そこで、散歩の友となる本を紹介したいと思います。
原武史『日本政治思想史』(放送大学教育振興会、2017年)です。著者の原氏は、鉄道に関する該博な知識をもとに、空間と時間の両視点から新鮮な議論を提供することで知られています(知られています、と書きましたが、これは建築と政治との関連を研究しているある歴史学者の方からうかがった話です)。

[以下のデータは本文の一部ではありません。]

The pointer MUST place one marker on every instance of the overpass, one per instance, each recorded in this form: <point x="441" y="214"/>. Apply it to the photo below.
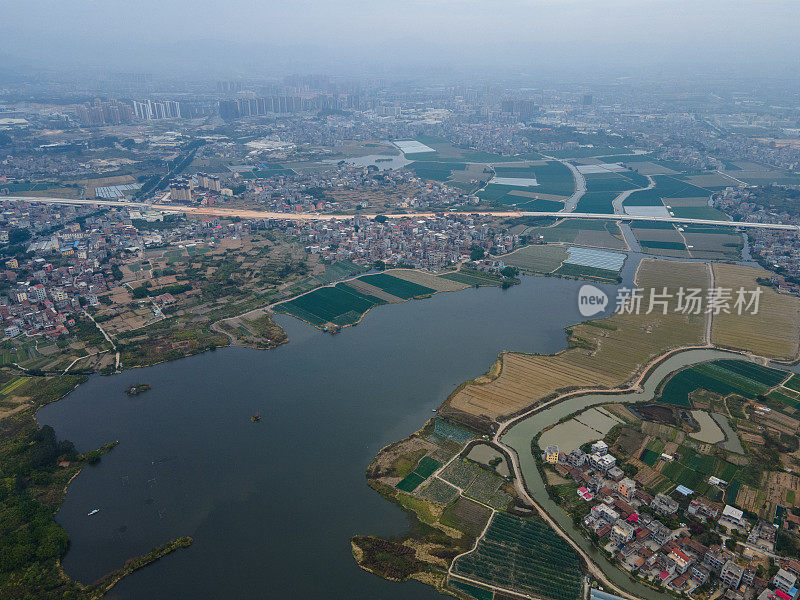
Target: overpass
<point x="214" y="211"/>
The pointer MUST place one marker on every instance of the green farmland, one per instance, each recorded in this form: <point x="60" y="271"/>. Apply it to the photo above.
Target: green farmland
<point x="615" y="182"/>
<point x="523" y="555"/>
<point x="438" y="171"/>
<point x="340" y="305"/>
<point x="723" y="377"/>
<point x="666" y="187"/>
<point x="426" y="467"/>
<point x="553" y="178"/>
<point x="396" y="286"/>
<point x="596" y="202"/>
<point x="573" y="270"/>
<point x="473" y="277"/>
<point x="343" y="304"/>
<point x="693" y="470"/>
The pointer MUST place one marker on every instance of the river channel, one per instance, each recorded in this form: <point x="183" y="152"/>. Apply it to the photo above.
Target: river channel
<point x="272" y="505"/>
<point x="519" y="438"/>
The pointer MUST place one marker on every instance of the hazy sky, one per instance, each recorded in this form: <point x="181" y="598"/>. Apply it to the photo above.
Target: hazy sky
<point x="272" y="36"/>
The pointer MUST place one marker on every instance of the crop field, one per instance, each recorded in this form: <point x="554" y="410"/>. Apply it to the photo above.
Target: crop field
<point x="662" y="245"/>
<point x="540" y="205"/>
<point x="793" y="383"/>
<point x="340" y="305"/>
<point x="722" y="377"/>
<point x="439" y="492"/>
<point x="714" y="243"/>
<point x="583" y="232"/>
<point x="410" y="482"/>
<point x="666" y="187"/>
<point x="774" y="332"/>
<point x="346" y="302"/>
<point x="473" y="277"/>
<point x="427" y="280"/>
<point x="338" y="270"/>
<point x="485" y="488"/>
<point x="615" y="182"/>
<point x="606" y="356"/>
<point x="592" y="151"/>
<point x="538" y="258"/>
<point x="438" y="171"/>
<point x="461" y="473"/>
<point x="421" y="472"/>
<point x="524" y="555"/>
<point x="397" y="287"/>
<point x="649" y="457"/>
<point x="586" y="272"/>
<point x="524" y="171"/>
<point x="699" y="212"/>
<point x="596" y="202"/>
<point x="472" y="591"/>
<point x="693" y="470"/>
<point x="524" y="198"/>
<point x="466" y="515"/>
<point x="554" y="178"/>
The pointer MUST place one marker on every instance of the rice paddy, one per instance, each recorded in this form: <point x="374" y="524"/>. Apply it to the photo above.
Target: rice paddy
<point x="523" y="555"/>
<point x="774" y="332"/>
<point x="601" y="357"/>
<point x="346" y="302"/>
<point x="538" y="258"/>
<point x="723" y="377"/>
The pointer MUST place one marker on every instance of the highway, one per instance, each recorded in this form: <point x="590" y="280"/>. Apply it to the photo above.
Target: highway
<point x="213" y="211"/>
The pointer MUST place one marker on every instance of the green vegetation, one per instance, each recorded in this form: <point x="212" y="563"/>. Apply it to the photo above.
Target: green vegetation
<point x="537" y="258"/>
<point x="722" y="377"/>
<point x="666" y="187"/>
<point x="473" y="277"/>
<point x="615" y="182"/>
<point x="793" y="383"/>
<point x="340" y="305"/>
<point x="525" y="555"/>
<point x="596" y="202"/>
<point x="572" y="270"/>
<point x="426" y="467"/>
<point x="388" y="559"/>
<point x="438" y="171"/>
<point x="662" y="245"/>
<point x="396" y="286"/>
<point x="471" y="590"/>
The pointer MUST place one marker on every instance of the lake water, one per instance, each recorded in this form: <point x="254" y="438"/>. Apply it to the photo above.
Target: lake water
<point x="272" y="505"/>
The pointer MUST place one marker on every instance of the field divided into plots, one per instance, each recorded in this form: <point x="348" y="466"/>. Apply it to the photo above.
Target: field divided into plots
<point x="340" y="305"/>
<point x="693" y="469"/>
<point x="666" y="187"/>
<point x="605" y="354"/>
<point x="346" y="302"/>
<point x="424" y="469"/>
<point x="554" y="182"/>
<point x="523" y="555"/>
<point x="773" y="332"/>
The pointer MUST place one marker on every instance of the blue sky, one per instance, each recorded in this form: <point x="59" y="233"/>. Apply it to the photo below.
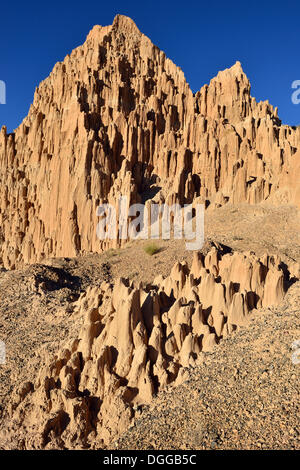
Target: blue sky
<point x="200" y="37"/>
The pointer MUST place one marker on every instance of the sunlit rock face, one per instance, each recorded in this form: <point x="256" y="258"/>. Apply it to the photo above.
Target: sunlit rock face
<point x="118" y="117"/>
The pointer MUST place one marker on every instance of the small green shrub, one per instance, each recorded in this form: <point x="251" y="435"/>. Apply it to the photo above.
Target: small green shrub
<point x="151" y="249"/>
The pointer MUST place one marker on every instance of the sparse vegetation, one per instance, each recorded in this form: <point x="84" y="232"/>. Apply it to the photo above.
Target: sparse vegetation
<point x="151" y="249"/>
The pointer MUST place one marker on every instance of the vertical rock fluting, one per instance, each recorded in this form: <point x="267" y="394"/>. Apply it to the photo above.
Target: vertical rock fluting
<point x="116" y="116"/>
<point x="134" y="341"/>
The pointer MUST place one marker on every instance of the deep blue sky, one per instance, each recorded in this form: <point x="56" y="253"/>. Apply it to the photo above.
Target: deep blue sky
<point x="200" y="37"/>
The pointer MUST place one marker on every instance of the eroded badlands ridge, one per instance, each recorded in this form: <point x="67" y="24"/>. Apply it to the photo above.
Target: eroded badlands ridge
<point x="118" y="117"/>
<point x="134" y="341"/>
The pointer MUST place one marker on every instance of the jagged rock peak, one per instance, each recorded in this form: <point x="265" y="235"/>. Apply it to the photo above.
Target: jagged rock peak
<point x="118" y="117"/>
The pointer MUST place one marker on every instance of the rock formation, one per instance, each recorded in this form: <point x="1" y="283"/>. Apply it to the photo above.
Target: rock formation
<point x="118" y="117"/>
<point x="134" y="341"/>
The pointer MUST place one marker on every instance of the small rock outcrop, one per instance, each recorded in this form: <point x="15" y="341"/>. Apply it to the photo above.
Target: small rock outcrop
<point x="134" y="341"/>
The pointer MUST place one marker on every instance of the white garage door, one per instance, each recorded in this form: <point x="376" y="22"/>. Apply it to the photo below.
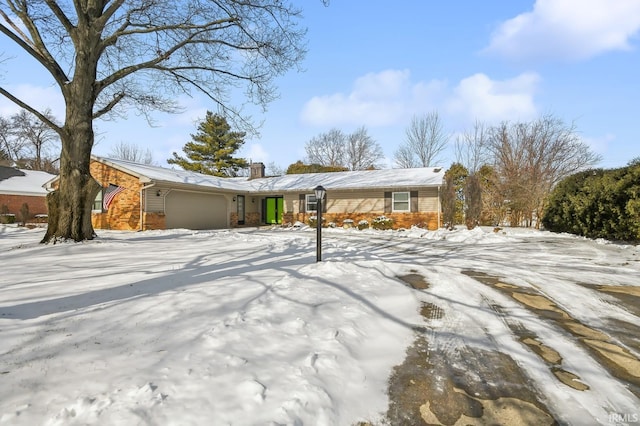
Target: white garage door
<point x="194" y="210"/>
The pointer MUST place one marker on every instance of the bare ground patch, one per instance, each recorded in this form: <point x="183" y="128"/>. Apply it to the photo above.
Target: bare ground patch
<point x="602" y="344"/>
<point x="469" y="386"/>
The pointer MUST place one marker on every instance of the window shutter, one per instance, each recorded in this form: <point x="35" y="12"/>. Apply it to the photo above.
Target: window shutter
<point x="414" y="201"/>
<point x="303" y="203"/>
<point x="388" y="202"/>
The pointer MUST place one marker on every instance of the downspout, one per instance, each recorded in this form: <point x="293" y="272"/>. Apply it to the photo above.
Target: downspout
<point x="144" y="188"/>
<point x="439" y="207"/>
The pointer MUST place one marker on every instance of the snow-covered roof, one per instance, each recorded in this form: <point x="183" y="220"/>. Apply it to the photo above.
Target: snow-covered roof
<point x="363" y="179"/>
<point x="23" y="182"/>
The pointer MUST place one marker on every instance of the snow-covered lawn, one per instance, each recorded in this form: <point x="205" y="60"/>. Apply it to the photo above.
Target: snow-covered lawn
<point x="243" y="327"/>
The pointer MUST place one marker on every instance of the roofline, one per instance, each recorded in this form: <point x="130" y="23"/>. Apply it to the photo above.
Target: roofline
<point x="23" y="193"/>
<point x="143" y="178"/>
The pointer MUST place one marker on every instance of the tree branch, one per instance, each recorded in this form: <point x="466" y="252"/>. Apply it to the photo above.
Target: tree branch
<point x="41" y="116"/>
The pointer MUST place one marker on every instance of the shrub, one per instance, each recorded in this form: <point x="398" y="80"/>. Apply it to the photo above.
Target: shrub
<point x="597" y="204"/>
<point x="382" y="223"/>
<point x="363" y="224"/>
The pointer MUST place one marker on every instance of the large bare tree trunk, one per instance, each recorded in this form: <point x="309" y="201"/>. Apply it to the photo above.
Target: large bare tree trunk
<point x="70" y="205"/>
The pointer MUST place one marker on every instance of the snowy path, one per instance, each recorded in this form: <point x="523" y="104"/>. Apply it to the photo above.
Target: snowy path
<point x="245" y="328"/>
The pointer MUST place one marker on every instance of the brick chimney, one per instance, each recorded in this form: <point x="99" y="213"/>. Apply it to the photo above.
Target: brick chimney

本書には「戦後の『ソ連』化」と題して、東京都の鉄道と団地の配置を戦後の政党政治史に結びつけた刺激的なパートがあります。このパートを読んで、なぜ、日本の左派革新政党が1960,70年代に活発な活動を展開していたのか、高度成長期に整備された鉄道や公営住宅といったインフラと日本の左翼運動との関係、とはいかなるものだったのか。その上で、1960,70年代当時の条件は、現在にも残っているか、それとも逆転してしまっているのか、こういうことを考えずに現代日本の政治が語れるのか?と問いが次々に浮かんできました。
そういうことを考えつつ、西武新宿線やJR中央線の沿線を歩いてみろ、という散歩のススメを、私は原武史『日本政治思想史』から受け取りました。踏切に気をつけつつ、散歩するのが目標です(実際、考え事をしていることかなり危険な箇所があります)。